Comments are open today.
Look out for each other,
Jami
You are reading Craft Talk, a weekly newsletter about writing from Jami Attenberg. I’m also on twitter and instagram. I try to answer comments as best I can, which are open to paid subscribers. You can subscribe here or give a gift subscription here. (If you are a teacher let me know, and I will give you a free subscription.) Fifty percent of the proceeds will go to various cultural, educational, and social justice organizations in New Orleans (and sometimes elsewhere). This week’s donation went to support Families Supporting Families Against Police Violence and The Rolling Library.
This is what I needed to read this morning. Well, I've probably needed to hear this for far, far longer. But today is the day I can read this and get it. It's picturing that book on a shelf someplace and thinking, That is a work I put out into this world. So that rules out the "How to Escape the Dick Head Douche Bag Boss You Despise". And it also rules out sarcastic reactions to depression. It pushes all of that right out the window and out into the pouring rain and the Sullivan Tire parking lot. Good. Gone. What your words help me uncover is the desire to share the most beautiful, hard fought, rewarding and amazing lesson I've learned. So, today's the day. Eighty thousand words, here I come. Thank you.

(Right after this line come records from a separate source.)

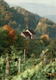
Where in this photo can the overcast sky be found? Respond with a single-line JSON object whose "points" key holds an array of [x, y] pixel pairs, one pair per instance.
{"points": [[41, 7]]}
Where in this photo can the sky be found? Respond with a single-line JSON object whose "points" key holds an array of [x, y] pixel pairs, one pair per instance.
{"points": [[41, 7]]}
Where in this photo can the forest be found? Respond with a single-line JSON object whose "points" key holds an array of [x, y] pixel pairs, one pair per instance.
{"points": [[24, 58]]}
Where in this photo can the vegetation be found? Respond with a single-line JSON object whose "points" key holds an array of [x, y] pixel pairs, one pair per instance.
{"points": [[25, 59]]}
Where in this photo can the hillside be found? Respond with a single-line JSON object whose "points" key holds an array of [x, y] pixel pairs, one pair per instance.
{"points": [[25, 19], [32, 57], [21, 21]]}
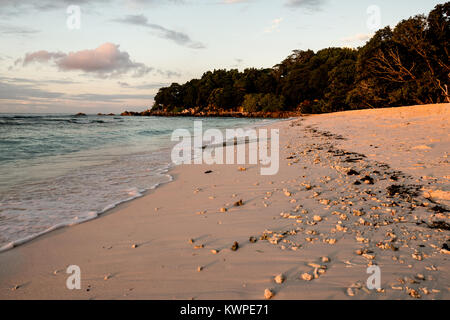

I sometimes literally feel like I’m “dying” to tell a story, in that there’s a sort of building ache, achey-ness, discomfort in this very long period of gestation and it’s making me feel like yes, I’ll die if I don’t tell it, but I’m still not quite sure what it is. But I do know that coming back to Queens to take care of my mother and getting her to tell me her very unreliable stories about her past (she is not only basically senile, blending many stories into each other, but also has never been great at memory, often building stories that seem plausible to her out of fragments of memories, then believing them and repeating them). I’m beginning to resign myself to writing a sort of fictional autobiography built on my childhood memories of my own, memories I have of her stories before she forgot them and modified them fifty years later, and my own constructions built from a childlike understanding of things I was too young to actually understand. It’s like I need to tell the story of how I ended up without a story, without a place, without a race, without real memories or family history.
The good thing is that others are finally beginning to write such stories, themselves, and being taken seriously. It’s like I’ve waited all my life to read them. And now I’m still dying to write my own.
The one good thing that came of this pandemic, and the shutdown, and my widowhood, and my solitude and my coming back to take care of my mother is all the reading I’ve been able to do. For years I’ve been craving a long, long residency somewhere, where I could do nothing but read. This has been the closest thing to it, and may I honor the suffering and misfortunes that came along with it by doing something good and beautiful with it.